After visiting Coors, you'll owe the little ones a trip to the Denver Zoo (#5). Located at 2300 Steele Street, our zoo is most famous for saving and rearing the two adorable polar-bear cubs, Dove Bar and Lefty. The zoo continues to be extremely fertile and is currently showing Ginseng, the Asian black bear cub; baby Boshay, the camel; and a litter of Cape hunting dogs. This is the perfect place to teach your children several life lessons, such as where babies come from and what a carnivore is.

But there are much better places for seeing monkeys in their natural habitat. The Colorado State Capitol (#6), at 200 East Colfax Avenue, for example. When it's not overrun by legislators passing laws naming July as Parking Meter Maid Appreciation Month, the Capitol Building belongs to classes on field trips, who are all hoping to sneak up to the dome so that they can make out. I would love to be able to give this building a higher recommendation, but so far, I have not located any beer in the Capitol. Governor Owens, I am certainly available for discussion, and I would be happy to put your place of business higher on next year's list if I were personally invited to the governor's mansion for dinner, drinks and a night of line-item vetoes. Until then, I will be at Govn'rs Park, at 672 Logan Street, which has a killer happy hour with two-for-one monster beers. Maybe the governor should think about instituting a happy hour at the Capitol, the better to bolster visitor numbers and maybe garner a few swing votes.

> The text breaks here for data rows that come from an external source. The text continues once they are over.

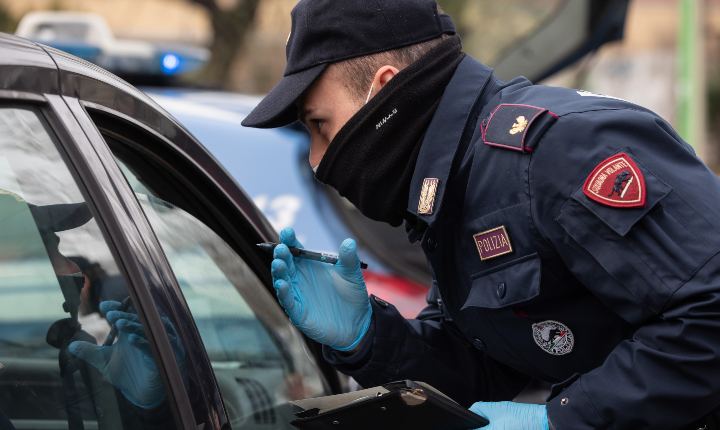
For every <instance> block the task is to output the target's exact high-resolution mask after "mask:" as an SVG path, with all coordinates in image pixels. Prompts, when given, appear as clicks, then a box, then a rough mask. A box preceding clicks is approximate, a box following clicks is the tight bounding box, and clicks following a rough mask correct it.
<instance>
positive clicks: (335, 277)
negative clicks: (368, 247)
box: [272, 228, 372, 351]
mask: <svg viewBox="0 0 720 430" xmlns="http://www.w3.org/2000/svg"><path fill="white" fill-rule="evenodd" d="M280 241H281V242H282V243H281V244H280V245H278V246H277V247H275V252H274V260H273V262H272V276H273V285H274V286H275V291H276V292H277V296H278V299H279V301H280V304H281V305H282V307H283V308H285V311H286V312H287V314H288V316H289V317H290V320H291V321H292V323H293V324H294V325H295V326H297V327H298V328H299V329H300V330H301V331H302V332H303V333H305V334H306V335H307V336H308V337H310V338H311V339H313V340H315V341H317V342H319V343H322V344H324V345H328V346H330V347H331V348H334V349H337V350H339V351H351V350H353V349H354V348H355V347H356V346H357V345H358V344H359V343H360V341H361V340H362V338H363V337H364V336H365V334H366V333H367V331H368V328H369V327H370V322H371V321H372V307H371V305H370V299H369V298H368V293H367V288H366V287H365V281H364V279H363V276H362V271H361V270H360V259H359V258H358V256H357V245H356V244H355V241H354V240H352V239H345V240H344V241H343V243H342V245H340V252H339V261H338V262H337V263H336V264H334V265H331V264H327V263H322V262H319V261H312V260H305V259H300V258H295V257H293V256H292V254H291V253H290V250H289V249H288V246H293V247H296V248H302V245H301V244H300V242H298V240H297V239H296V238H295V231H294V230H293V229H291V228H286V229H284V230H282V231H281V232H280Z"/></svg>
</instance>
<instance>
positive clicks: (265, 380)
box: [101, 130, 326, 429]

Because there are few shops at the State Capitol, we're very fortunate to have several more malls rounding out the Denver Metro Convention & Visitors Bureau's top ten: Castle Rock Factory Outlets (#4), off I-25 (motto: "Cherry Creek Knockoffs for People Not Cool Enough to Be in Cherry Creek"); Park Meadows Retail Resort (#7), 8401 Park Meadows Center Drive (if only you could shop at this "resort" wearing a robe and slippers); and, finally, FlatIron Crossing Mall (#8), at US 36 and FlatIron Circle. (Okay, I've never been there, but I'm sure it's very nice and a great place to find rare stores like Victoria's Secret.) All of these shopping centers have fine drinking establishments nearby offering cheap American beer, "imports" (Killian's may say it's "Irish," but it is not an imported beer) and finger foods with enough cholesterol to give a cow chest pains. You can check out Applebee's, Chili's (whose "baby-back ribs" jingle bores into your brain like a hot iron), Outback Steakhouse, Appleback's, Chilibee's and Village Inn.

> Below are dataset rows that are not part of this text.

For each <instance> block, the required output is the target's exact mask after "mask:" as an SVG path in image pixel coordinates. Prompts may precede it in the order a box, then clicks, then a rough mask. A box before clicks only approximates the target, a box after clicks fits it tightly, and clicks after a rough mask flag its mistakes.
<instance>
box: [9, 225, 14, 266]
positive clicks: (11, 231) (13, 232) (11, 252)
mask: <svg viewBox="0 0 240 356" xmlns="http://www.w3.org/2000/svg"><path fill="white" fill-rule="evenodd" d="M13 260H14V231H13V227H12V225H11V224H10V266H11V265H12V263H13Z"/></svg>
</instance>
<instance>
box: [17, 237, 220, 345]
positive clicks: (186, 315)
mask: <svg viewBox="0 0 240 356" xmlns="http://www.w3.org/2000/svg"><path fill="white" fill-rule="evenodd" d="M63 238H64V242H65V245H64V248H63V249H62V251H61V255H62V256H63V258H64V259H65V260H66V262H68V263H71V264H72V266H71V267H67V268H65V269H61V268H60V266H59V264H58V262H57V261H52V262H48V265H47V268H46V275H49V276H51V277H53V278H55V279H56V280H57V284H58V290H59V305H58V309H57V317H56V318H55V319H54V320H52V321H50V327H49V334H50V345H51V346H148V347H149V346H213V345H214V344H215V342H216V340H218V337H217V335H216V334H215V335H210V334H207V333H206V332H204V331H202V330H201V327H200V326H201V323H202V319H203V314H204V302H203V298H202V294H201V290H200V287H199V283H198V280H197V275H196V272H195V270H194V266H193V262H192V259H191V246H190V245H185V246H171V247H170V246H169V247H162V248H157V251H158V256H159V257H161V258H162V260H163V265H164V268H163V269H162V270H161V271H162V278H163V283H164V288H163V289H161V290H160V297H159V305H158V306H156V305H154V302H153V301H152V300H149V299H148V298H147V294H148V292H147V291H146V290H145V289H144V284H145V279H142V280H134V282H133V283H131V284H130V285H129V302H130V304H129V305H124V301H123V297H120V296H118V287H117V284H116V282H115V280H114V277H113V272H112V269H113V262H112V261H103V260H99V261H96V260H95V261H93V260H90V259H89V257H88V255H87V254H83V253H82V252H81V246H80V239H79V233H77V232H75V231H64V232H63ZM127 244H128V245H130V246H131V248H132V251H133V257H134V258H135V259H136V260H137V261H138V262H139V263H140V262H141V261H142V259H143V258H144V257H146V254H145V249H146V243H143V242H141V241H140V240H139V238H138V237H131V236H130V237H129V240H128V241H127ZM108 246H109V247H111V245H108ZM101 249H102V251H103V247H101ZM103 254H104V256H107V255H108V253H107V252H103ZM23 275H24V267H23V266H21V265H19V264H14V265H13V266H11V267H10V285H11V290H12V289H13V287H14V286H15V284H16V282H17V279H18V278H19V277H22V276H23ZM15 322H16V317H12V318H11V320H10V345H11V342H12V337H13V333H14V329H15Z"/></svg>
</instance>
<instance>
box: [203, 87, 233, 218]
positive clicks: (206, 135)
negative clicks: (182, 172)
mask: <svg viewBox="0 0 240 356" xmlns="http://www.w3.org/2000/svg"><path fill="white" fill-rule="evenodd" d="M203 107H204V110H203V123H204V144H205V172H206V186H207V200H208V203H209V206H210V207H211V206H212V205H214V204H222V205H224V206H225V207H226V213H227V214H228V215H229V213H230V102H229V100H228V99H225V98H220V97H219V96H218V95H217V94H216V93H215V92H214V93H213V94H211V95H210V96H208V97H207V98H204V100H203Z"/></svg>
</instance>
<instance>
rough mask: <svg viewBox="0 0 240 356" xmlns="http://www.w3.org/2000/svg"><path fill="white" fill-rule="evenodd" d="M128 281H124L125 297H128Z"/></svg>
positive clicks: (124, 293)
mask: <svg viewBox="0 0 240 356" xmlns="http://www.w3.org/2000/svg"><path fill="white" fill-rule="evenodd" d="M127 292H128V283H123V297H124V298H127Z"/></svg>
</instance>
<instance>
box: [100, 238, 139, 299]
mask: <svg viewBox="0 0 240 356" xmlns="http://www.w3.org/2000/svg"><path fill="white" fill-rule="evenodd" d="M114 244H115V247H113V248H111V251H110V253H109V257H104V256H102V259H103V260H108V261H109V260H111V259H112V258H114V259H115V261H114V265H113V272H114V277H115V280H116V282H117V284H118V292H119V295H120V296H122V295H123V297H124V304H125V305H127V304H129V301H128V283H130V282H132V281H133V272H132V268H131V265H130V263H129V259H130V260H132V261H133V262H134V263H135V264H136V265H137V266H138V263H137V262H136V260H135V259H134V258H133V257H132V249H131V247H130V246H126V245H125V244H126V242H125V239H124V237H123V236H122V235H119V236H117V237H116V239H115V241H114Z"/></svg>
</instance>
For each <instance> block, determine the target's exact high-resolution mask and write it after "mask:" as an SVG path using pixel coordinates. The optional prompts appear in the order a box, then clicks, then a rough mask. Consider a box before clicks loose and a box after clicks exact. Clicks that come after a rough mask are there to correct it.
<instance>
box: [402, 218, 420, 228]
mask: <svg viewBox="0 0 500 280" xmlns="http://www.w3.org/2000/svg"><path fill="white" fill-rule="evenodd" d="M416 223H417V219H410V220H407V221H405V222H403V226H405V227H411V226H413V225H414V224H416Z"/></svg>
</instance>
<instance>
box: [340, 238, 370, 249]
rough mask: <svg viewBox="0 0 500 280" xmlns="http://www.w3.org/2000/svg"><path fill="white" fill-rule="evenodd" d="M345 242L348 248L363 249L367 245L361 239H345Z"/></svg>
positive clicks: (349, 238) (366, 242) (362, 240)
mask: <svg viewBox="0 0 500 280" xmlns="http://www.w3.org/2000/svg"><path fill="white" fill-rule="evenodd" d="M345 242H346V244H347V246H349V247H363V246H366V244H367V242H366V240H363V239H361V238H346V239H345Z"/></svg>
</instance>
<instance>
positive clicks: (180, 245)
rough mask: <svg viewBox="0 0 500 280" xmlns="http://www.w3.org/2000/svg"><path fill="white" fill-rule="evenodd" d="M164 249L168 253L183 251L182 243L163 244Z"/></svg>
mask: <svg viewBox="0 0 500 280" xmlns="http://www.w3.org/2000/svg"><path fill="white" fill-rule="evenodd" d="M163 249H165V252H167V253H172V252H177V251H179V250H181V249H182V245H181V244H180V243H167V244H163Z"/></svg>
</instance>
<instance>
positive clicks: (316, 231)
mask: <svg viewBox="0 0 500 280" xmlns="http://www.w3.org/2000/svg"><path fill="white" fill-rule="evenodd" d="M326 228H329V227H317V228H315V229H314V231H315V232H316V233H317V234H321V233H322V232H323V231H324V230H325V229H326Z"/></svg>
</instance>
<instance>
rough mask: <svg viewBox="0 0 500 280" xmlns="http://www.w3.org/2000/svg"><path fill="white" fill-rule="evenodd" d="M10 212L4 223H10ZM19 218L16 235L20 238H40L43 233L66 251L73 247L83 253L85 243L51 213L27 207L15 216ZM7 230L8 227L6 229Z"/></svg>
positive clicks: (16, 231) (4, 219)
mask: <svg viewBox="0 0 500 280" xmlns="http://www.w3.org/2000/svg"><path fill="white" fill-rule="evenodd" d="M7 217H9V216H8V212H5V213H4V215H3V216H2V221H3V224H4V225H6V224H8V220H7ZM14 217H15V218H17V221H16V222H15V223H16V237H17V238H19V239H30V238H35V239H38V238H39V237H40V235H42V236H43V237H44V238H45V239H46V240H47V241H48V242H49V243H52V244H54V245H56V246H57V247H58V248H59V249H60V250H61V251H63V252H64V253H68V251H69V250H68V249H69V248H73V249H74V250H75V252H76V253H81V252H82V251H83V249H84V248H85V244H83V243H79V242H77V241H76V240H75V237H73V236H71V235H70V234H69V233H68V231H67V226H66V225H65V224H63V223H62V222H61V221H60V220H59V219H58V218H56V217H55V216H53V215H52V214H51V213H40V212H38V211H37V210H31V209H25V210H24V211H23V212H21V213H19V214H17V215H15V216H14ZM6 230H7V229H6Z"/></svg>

After you've experienced the Denver area's top ten attractions, get out and enjoy the real Colorado. Go to Red Rocks (which ranks a sorry #13). You may not be able to afford a concert, but just standing on the stage where so many musical greats have performed is a thrill. The new visitors center is worth some time, too.

Or head farther into the hills and go camping. Right now -- at least until some moron pitches a smoke into the woods or starts a bonfire to cook his pre-cooked hotdogs -- you can even enjoy a campfire. I can't count all the breathtaking areas where you can pitch a tent, but I highly recommend Gil Folsom's Colorado Campgrounds: The 100 Best and All the Rest to help you find that secluded spot that will already be occupied by the guy in his hundred-foot RV. Nothing makes a beer taste better than mountain air and campfire smoke in your eyes.

The bottom line: Denver offers summer fun for everyone. Guys, get out there and find a welcoming watering hole while your significant other shops. Ladies, drop me a line here at Westword; I'll meet you at the mall.